Una storia a lieto fine

Fabrizio Pane, direttore dell’Unità operativa complessa di Ematologia e Trapianti di Midollo del Policlinico II di Napoli e Ivan Gentile, a capo dell’equipe di malattie infettive del medesimo nosocomio, raccontano la storia di una 62enne che ha affrontato una rara forma di leucemia e anche il covid-19.

“A marzo non si sapeva quasi nulla del decorso dell’infezione da coronavirus SARS-CoV-2, tantomeno nei casi in cui l’infezione interessava pazienti colpiti da una leucemica acuta che, già di per sé, può ridurre le difese immunitarie. Dovevamo considerare seriamente, tra i possibili esiti del trattamento della paziente, una potenziale riattivazione o reinfezione dal virus. Così come può accadere per altre infezioni virali come quelle da virus di Epstein Barr o da Citomegalovirus”.

Inizialmente la cura per la leucemia non ha dato gli effetti sperati e di certo l’arrivo del coronavirus non ha aiutato, ma grazie ad un trattamento sperimentale, gli effetti a lungo termine ci sono stati.

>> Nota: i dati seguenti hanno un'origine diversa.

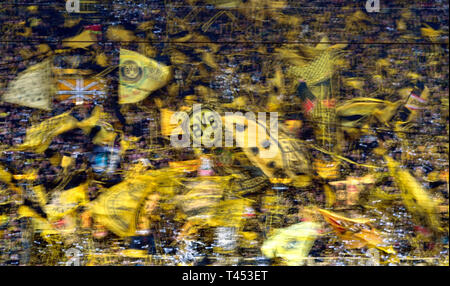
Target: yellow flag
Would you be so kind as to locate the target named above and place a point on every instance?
(119, 34)
(355, 232)
(106, 135)
(416, 199)
(117, 207)
(5, 176)
(83, 40)
(293, 243)
(355, 83)
(67, 201)
(39, 137)
(140, 76)
(32, 87)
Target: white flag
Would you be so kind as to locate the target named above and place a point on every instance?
(32, 87)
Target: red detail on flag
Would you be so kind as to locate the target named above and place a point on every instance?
(418, 98)
(308, 105)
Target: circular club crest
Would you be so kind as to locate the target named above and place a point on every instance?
(200, 122)
(131, 71)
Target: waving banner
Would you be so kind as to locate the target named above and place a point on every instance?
(140, 76)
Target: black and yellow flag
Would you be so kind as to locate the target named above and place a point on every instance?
(32, 88)
(39, 137)
(140, 76)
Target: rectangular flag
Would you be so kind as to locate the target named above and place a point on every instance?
(79, 89)
(140, 76)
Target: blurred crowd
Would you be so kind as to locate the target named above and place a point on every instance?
(242, 41)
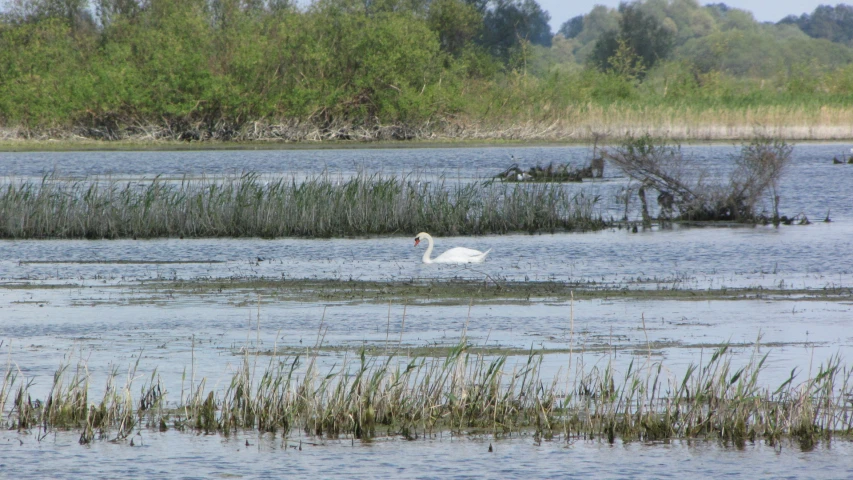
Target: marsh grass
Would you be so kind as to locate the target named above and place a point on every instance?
(395, 395)
(251, 206)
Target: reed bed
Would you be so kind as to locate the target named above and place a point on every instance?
(580, 122)
(254, 206)
(365, 397)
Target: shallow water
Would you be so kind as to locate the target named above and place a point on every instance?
(173, 454)
(102, 317)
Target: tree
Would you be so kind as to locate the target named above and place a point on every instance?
(649, 39)
(74, 12)
(456, 22)
(510, 22)
(572, 27)
(832, 23)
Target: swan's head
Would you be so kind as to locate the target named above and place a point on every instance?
(420, 237)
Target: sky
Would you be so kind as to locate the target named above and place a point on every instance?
(763, 10)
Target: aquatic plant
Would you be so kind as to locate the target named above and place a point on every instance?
(463, 392)
(252, 205)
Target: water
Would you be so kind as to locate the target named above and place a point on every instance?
(169, 454)
(87, 301)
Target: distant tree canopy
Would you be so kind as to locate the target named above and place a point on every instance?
(832, 23)
(223, 64)
(648, 39)
(572, 27)
(508, 23)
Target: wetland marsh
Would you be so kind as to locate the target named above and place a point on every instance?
(193, 315)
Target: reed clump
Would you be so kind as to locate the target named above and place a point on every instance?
(252, 206)
(366, 397)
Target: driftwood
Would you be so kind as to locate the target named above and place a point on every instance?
(552, 173)
(663, 168)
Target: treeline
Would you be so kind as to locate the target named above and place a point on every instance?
(356, 69)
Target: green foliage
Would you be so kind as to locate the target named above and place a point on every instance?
(641, 41)
(832, 23)
(212, 68)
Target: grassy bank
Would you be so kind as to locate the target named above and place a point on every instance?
(251, 206)
(462, 392)
(573, 123)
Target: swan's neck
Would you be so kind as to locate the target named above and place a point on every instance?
(428, 252)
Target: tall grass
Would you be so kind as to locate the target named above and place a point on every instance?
(249, 205)
(464, 392)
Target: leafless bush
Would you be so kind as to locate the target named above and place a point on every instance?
(683, 185)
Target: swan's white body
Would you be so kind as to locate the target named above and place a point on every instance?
(454, 255)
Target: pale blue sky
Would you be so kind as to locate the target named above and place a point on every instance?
(763, 10)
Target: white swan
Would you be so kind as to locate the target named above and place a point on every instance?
(454, 255)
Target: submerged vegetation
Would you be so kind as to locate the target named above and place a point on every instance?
(251, 205)
(463, 392)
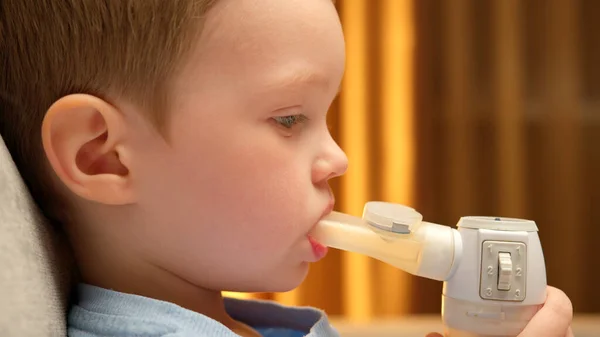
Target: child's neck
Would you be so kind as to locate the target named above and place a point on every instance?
(123, 272)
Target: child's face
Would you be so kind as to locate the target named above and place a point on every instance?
(228, 203)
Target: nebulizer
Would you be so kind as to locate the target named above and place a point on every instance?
(493, 268)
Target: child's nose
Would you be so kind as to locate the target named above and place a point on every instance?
(332, 163)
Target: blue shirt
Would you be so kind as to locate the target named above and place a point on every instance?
(101, 313)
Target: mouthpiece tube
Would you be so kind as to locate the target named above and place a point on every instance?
(394, 234)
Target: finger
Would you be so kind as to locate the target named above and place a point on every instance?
(553, 319)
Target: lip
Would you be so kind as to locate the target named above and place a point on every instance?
(319, 250)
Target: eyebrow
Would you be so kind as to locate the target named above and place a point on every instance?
(301, 76)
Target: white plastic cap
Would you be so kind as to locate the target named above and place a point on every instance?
(500, 224)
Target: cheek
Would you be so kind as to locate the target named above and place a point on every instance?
(254, 195)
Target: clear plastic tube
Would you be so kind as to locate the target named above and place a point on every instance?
(419, 248)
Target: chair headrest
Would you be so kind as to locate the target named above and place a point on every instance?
(34, 263)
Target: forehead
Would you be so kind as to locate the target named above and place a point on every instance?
(277, 41)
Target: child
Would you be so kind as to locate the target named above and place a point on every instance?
(182, 146)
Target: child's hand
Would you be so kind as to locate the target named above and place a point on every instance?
(553, 319)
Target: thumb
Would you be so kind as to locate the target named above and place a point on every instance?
(553, 319)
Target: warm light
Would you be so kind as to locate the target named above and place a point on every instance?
(397, 129)
(354, 127)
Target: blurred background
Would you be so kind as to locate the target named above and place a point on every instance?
(466, 107)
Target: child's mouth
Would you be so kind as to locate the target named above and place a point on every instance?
(319, 250)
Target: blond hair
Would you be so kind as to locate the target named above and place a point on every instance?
(52, 48)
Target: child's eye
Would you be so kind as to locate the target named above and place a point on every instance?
(289, 121)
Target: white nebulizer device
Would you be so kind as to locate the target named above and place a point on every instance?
(493, 268)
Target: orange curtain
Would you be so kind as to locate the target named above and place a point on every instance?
(466, 107)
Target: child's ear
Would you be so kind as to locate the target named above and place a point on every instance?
(83, 137)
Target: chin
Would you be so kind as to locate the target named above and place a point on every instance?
(283, 281)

Appena la situazione è apparsa stabile, la malata è stata sottoposta al primo trapianto di midollo mai realizzato in Europa in un paziente con infezione da Covid-19, effettuato nel centro dedicato della UOC di Ematologia della Federico II .

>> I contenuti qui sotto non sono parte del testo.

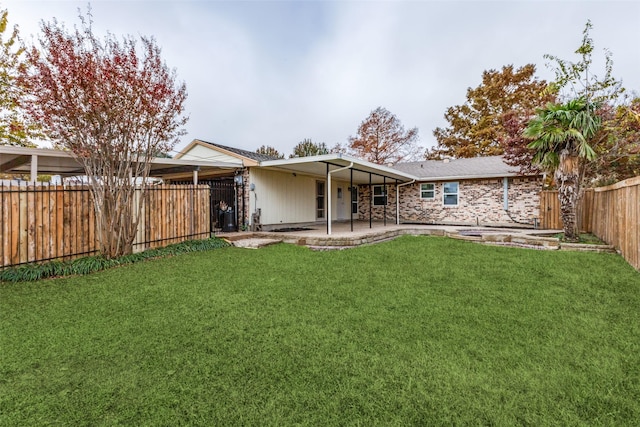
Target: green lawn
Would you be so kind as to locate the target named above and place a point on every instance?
(415, 331)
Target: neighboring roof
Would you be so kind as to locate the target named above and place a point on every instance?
(361, 171)
(57, 162)
(471, 168)
(235, 152)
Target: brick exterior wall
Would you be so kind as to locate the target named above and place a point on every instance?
(480, 202)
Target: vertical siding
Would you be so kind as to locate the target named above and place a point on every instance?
(288, 199)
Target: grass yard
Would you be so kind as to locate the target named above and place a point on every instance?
(415, 331)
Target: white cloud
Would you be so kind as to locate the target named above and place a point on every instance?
(277, 72)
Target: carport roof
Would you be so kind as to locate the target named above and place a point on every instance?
(316, 166)
(19, 160)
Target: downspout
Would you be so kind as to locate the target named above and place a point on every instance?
(329, 193)
(398, 199)
(505, 193)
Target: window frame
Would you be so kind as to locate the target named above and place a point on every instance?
(445, 194)
(376, 197)
(432, 191)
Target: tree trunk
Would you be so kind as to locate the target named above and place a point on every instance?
(568, 180)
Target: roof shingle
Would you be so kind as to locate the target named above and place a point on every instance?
(244, 153)
(475, 167)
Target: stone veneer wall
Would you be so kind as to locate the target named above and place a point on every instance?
(480, 202)
(247, 199)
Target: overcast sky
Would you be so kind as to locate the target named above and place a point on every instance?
(276, 72)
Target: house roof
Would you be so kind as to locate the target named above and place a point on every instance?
(242, 153)
(470, 168)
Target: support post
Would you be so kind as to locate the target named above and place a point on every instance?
(34, 169)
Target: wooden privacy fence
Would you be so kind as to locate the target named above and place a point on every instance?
(612, 213)
(550, 211)
(616, 217)
(47, 222)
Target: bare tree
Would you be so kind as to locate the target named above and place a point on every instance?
(382, 139)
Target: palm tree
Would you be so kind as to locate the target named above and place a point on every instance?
(561, 134)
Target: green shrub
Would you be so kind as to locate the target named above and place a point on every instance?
(92, 264)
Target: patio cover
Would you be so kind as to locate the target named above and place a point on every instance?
(345, 168)
(319, 166)
(34, 161)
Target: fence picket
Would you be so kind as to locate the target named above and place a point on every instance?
(43, 222)
(612, 213)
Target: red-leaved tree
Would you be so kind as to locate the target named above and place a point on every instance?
(382, 139)
(114, 105)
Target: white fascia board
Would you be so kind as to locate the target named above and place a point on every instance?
(343, 160)
(465, 177)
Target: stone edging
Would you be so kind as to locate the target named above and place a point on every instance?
(496, 238)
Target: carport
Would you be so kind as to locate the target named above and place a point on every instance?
(41, 161)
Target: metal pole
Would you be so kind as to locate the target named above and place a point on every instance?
(384, 198)
(370, 200)
(351, 198)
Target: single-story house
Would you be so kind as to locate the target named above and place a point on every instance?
(275, 193)
(267, 193)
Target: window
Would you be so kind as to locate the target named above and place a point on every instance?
(319, 199)
(379, 195)
(450, 193)
(427, 191)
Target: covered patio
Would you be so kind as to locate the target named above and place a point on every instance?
(340, 167)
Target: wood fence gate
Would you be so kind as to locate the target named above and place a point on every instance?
(550, 211)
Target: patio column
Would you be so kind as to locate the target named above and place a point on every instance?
(398, 198)
(370, 200)
(34, 169)
(195, 176)
(329, 192)
(384, 193)
(351, 198)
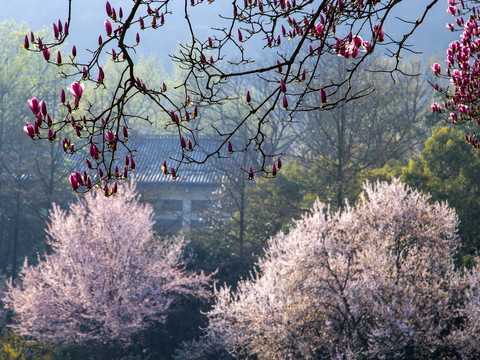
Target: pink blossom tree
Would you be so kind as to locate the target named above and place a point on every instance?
(108, 277)
(375, 281)
(314, 31)
(462, 70)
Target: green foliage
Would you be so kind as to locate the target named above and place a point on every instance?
(14, 347)
(448, 168)
(26, 188)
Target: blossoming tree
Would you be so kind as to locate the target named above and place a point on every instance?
(107, 279)
(373, 281)
(462, 68)
(316, 30)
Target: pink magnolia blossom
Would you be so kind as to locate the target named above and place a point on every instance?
(76, 90)
(108, 278)
(371, 281)
(108, 27)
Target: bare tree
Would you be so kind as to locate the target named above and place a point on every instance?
(317, 29)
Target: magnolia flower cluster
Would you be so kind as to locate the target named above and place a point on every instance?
(107, 280)
(462, 68)
(351, 29)
(374, 281)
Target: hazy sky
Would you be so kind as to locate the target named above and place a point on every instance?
(433, 37)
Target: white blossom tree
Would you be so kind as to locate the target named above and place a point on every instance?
(375, 281)
(107, 279)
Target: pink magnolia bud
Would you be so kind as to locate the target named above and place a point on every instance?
(34, 106)
(108, 27)
(323, 95)
(76, 89)
(436, 108)
(110, 137)
(164, 167)
(285, 101)
(43, 107)
(74, 181)
(283, 87)
(174, 117)
(46, 54)
(29, 130)
(56, 33)
(51, 135)
(108, 8)
(101, 74)
(94, 153)
(279, 66)
(36, 129)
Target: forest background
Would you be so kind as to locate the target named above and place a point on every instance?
(389, 134)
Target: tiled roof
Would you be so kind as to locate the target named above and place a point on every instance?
(154, 149)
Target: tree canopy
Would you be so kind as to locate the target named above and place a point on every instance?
(291, 76)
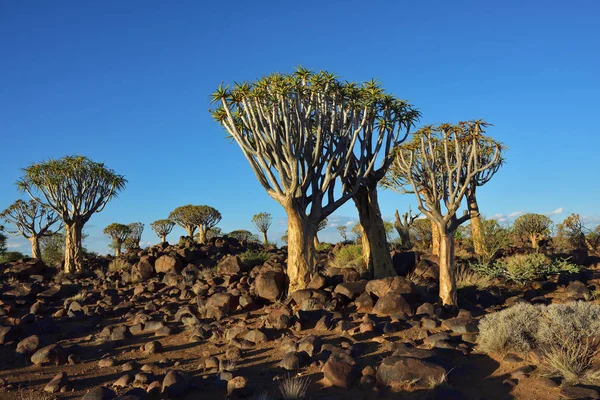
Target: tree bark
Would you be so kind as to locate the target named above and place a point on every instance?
(477, 231)
(201, 235)
(301, 250)
(376, 252)
(73, 253)
(447, 278)
(35, 248)
(435, 239)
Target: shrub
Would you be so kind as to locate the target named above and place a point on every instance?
(118, 264)
(252, 258)
(349, 256)
(566, 334)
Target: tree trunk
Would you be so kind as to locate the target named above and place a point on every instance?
(376, 252)
(35, 248)
(73, 253)
(301, 251)
(435, 239)
(202, 235)
(447, 278)
(477, 231)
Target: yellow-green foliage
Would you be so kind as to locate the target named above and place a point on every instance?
(349, 256)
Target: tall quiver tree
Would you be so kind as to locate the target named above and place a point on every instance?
(33, 221)
(118, 233)
(162, 228)
(487, 152)
(208, 218)
(263, 221)
(188, 217)
(299, 132)
(439, 164)
(74, 187)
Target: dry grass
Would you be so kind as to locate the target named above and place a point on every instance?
(294, 387)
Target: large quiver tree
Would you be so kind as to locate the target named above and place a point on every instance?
(33, 221)
(438, 165)
(74, 187)
(300, 132)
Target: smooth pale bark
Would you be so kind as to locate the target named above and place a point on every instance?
(477, 231)
(376, 252)
(202, 235)
(73, 253)
(302, 258)
(435, 239)
(447, 278)
(35, 247)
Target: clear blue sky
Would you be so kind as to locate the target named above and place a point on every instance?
(128, 83)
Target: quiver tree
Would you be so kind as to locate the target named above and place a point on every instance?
(135, 234)
(322, 225)
(74, 187)
(301, 133)
(438, 165)
(532, 227)
(263, 221)
(342, 230)
(188, 217)
(208, 218)
(402, 226)
(162, 228)
(33, 221)
(118, 233)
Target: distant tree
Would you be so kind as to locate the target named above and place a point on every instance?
(302, 133)
(532, 227)
(322, 225)
(438, 165)
(75, 187)
(118, 233)
(342, 230)
(263, 221)
(403, 226)
(162, 228)
(208, 218)
(243, 235)
(135, 234)
(33, 221)
(188, 217)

Il direttore generale Anna Iervolino ha dichiarato: “Come Azienda ospedaliera universitaria – ricorda il direttore generale arriveremo presto all’attivazione programmata dalla Regione di 150 posti letto Covid, uno sforzo enorme al quale non ci siamo mai sottratti ma che compiamo senza rinunciare nell’interesse dei nostri pazienti ad un’attività di cura di altissima specialità”.